The route is rich in history — Heppner was founded by Irish immigrants in 1887 — and initially follows the Blue Mountain Scenic Byway, rolling through valleys before climbing east through the Umatilla National Forest and then offering a thrill-ride descent to Highway 395, near Ukiah, where you can find overnight accommodations, a grocery store and a cafe. There the route turns north, transitioning from forest to rangeland before heading west along Highway 74 through more of Eastern Oregon’s rolling hills and back to Heppner.
This route offers plenty of climbing — the top of the Umatilla Forest section is more than 3,000 feet above Heppner.

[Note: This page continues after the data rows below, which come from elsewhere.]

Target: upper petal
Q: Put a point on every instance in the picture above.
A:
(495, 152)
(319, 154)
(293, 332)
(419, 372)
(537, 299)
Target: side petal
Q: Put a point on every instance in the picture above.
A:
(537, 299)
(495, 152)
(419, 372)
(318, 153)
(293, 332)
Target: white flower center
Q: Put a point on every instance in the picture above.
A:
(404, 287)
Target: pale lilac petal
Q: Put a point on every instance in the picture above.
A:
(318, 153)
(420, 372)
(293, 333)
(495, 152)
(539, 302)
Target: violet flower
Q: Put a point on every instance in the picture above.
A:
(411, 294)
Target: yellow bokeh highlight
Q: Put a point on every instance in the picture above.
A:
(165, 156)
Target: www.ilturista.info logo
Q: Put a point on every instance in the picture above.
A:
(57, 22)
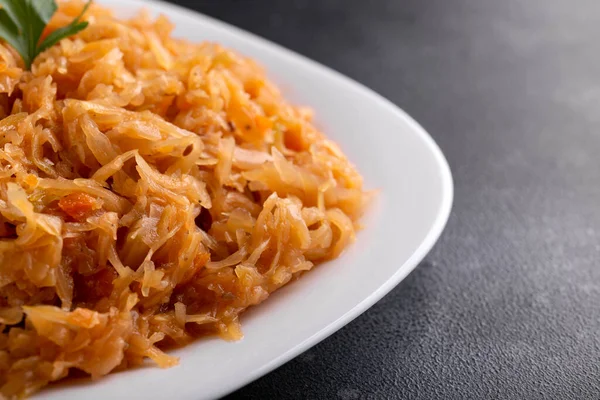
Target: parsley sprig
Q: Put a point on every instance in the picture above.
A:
(22, 23)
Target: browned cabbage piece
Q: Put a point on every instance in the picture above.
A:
(151, 190)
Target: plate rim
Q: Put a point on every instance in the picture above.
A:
(433, 234)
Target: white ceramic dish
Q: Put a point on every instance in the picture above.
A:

But while the hills are long, they are not that steep. Take your time and enjoy the ride, because you’ll have plenty to look at.
Motorized Vehicle Traffic: Low, except for Highway 395, which is busier with a minimal shoulder at best
Seasons: Late spring to fall
Order a free copy of the Oregon Scenic Bikeways travel guide and start exploring the best routes that Oregon has to offer — all from the seat of a bike.
Important Traffic Information: Scenic Bikeway routes often include roads with car and truck traffic. Although the Bikeways are routed on low-traffic and low-speed roads whenever possible, most are designated for cyclists that are comfortable riding in some amount of traffic. For traffic-free riding, please check out the Tualatin Valley Scenic Bikeway section north of Banks and the first half of the Covered Bridges Scenic Bikeway.